Government in India may allow foreign direct investment in mono-brand retailing
India’s government is considering allowing foreign companies to completely own single-brand retail stores in the country, after it had abandoned project to permit foreign investment in multi-brand retailing, due to lack of political consensus.
At present, only 51% foreign direct investment, or FDI, is allowed in mono brand retail and the industry ministry is now looking at a proposal to raise this limit to 100% as it seeks to send a positive signal to foreign investors. “We have discussed the proposal internally and it was even put up before a joint government-industry task force,” a government official told Economic Times of India.

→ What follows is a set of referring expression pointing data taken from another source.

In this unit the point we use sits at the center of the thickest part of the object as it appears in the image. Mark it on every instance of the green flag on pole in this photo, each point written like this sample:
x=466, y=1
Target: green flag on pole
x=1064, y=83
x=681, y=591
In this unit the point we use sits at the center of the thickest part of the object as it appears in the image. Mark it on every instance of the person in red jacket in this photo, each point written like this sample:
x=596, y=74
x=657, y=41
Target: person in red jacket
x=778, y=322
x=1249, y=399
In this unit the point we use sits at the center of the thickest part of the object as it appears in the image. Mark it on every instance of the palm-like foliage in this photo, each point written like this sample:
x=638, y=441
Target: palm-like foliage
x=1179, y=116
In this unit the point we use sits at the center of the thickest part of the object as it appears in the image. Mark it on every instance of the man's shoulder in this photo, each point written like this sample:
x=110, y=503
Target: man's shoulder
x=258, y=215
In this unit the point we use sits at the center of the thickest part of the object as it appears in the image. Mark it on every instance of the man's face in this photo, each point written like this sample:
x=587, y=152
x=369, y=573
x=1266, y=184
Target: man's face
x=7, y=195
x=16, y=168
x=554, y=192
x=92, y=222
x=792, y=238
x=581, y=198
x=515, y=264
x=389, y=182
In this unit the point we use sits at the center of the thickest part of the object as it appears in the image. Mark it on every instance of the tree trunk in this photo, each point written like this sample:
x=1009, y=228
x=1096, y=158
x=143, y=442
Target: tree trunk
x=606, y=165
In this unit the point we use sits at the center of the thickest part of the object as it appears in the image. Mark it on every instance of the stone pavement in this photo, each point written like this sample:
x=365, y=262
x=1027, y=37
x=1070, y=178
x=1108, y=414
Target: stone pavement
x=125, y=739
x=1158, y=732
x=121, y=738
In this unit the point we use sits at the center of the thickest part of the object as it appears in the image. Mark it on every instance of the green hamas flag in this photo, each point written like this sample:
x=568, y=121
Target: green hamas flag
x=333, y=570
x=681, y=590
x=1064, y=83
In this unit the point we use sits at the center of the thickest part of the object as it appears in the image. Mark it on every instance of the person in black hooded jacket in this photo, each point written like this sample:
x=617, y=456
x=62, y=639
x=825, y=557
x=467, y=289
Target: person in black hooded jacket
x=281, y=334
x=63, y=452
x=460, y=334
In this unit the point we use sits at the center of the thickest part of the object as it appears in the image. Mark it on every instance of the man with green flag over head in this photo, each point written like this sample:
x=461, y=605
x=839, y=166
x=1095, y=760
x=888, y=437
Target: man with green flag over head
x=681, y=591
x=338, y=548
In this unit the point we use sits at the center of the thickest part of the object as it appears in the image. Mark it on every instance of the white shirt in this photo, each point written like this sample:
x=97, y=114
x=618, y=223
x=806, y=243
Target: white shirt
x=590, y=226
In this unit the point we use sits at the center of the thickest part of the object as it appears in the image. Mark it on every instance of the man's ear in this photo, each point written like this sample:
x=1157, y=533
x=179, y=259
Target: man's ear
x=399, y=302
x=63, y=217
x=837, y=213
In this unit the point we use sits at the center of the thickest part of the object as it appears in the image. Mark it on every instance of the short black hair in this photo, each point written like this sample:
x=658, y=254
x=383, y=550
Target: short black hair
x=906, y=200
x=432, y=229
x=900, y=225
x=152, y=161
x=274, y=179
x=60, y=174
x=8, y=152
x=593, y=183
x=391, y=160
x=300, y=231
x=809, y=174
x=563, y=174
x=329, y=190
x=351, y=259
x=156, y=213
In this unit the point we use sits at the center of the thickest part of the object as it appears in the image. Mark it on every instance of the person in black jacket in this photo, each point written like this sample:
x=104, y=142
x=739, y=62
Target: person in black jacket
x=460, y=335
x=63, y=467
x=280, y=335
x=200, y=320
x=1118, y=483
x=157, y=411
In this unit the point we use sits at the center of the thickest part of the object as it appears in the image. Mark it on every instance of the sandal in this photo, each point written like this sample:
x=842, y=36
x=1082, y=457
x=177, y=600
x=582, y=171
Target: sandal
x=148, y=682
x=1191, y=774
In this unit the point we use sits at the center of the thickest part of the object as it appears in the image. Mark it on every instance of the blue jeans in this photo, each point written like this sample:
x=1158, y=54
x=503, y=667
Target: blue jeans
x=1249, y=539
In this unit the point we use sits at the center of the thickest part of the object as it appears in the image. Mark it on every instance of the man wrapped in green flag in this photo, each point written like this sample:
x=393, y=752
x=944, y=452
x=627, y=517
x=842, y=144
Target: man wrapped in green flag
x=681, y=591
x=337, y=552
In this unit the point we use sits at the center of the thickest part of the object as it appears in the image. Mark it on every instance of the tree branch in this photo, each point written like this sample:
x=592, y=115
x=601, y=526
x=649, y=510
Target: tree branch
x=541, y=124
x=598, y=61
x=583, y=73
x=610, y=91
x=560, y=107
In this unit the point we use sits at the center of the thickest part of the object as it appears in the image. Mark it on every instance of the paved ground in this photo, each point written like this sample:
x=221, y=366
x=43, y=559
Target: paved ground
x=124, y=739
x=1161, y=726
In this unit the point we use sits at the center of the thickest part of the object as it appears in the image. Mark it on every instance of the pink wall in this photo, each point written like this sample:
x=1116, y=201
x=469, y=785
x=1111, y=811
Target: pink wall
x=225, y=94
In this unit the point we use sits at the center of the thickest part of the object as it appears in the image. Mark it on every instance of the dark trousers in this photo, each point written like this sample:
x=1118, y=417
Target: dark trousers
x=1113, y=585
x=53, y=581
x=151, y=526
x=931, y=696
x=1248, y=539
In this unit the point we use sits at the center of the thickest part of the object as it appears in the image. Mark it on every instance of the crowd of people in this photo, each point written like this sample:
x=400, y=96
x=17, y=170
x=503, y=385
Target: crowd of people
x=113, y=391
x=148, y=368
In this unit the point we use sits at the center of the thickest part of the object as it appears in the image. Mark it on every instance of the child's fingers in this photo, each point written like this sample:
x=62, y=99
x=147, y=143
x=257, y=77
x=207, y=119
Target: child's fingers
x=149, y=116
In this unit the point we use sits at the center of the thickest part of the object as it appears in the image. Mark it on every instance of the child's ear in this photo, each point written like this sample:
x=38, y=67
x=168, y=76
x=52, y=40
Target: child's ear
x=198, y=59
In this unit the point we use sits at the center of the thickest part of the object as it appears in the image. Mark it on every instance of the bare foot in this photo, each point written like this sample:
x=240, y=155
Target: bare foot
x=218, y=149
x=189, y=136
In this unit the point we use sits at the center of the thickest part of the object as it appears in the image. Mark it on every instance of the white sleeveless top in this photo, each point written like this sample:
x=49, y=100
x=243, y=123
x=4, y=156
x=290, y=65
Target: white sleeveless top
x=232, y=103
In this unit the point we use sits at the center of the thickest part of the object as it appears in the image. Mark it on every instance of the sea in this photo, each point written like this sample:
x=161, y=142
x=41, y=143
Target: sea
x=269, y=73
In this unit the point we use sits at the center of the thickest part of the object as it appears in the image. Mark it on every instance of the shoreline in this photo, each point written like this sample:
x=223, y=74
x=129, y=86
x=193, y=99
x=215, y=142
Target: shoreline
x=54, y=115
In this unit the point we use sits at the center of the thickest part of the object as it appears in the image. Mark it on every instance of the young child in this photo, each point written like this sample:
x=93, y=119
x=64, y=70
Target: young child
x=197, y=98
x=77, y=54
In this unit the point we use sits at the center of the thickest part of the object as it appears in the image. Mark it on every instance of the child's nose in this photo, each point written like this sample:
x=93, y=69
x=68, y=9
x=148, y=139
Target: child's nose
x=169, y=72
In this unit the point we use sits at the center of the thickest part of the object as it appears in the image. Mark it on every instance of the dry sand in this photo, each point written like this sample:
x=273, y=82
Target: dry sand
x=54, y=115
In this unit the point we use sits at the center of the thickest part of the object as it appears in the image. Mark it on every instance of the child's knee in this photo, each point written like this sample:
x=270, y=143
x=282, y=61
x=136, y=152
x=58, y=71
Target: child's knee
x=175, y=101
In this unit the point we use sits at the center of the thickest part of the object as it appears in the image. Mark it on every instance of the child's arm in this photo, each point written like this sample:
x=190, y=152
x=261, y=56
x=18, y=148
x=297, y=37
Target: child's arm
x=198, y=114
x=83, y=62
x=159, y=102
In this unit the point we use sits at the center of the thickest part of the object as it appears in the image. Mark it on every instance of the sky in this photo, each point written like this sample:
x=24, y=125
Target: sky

The move to raise the FDI limit in mono brand retail is being accompanied by a tightening of norms for the sector. In its update of the FDI policy issued on September 30, the government has mandated that the foreign investor must own the brand that it intends to retail in India. This is to ensure that franchisees of brands do not take advantage of a more liberal investment regime. Ironically, while the government now seeks to appease global investors by possibly hiking the FDI ceiling, the decision to allow foreign investment in mono-brand retail a few years ago was meant to be the first step towards the eventual opening up of the entire retail sector to foreign competition.
The measure will boost the Indian luxury market especially the sectors of fashion and accessories, the limitations on foreign direct investment being one of the major factors behind the sluggish development of the Indian luxury market. However, the biggest stake of the change in legislation is by far on global retail chains such as Walmart, Tesco and Carrefour which have been impatiently waiting for several years to open stores in India. Last week, on his way back from the US, Prime Minister Manmohan Singh said FDI in multi-brand retail would be allowed only after a consensus is reached.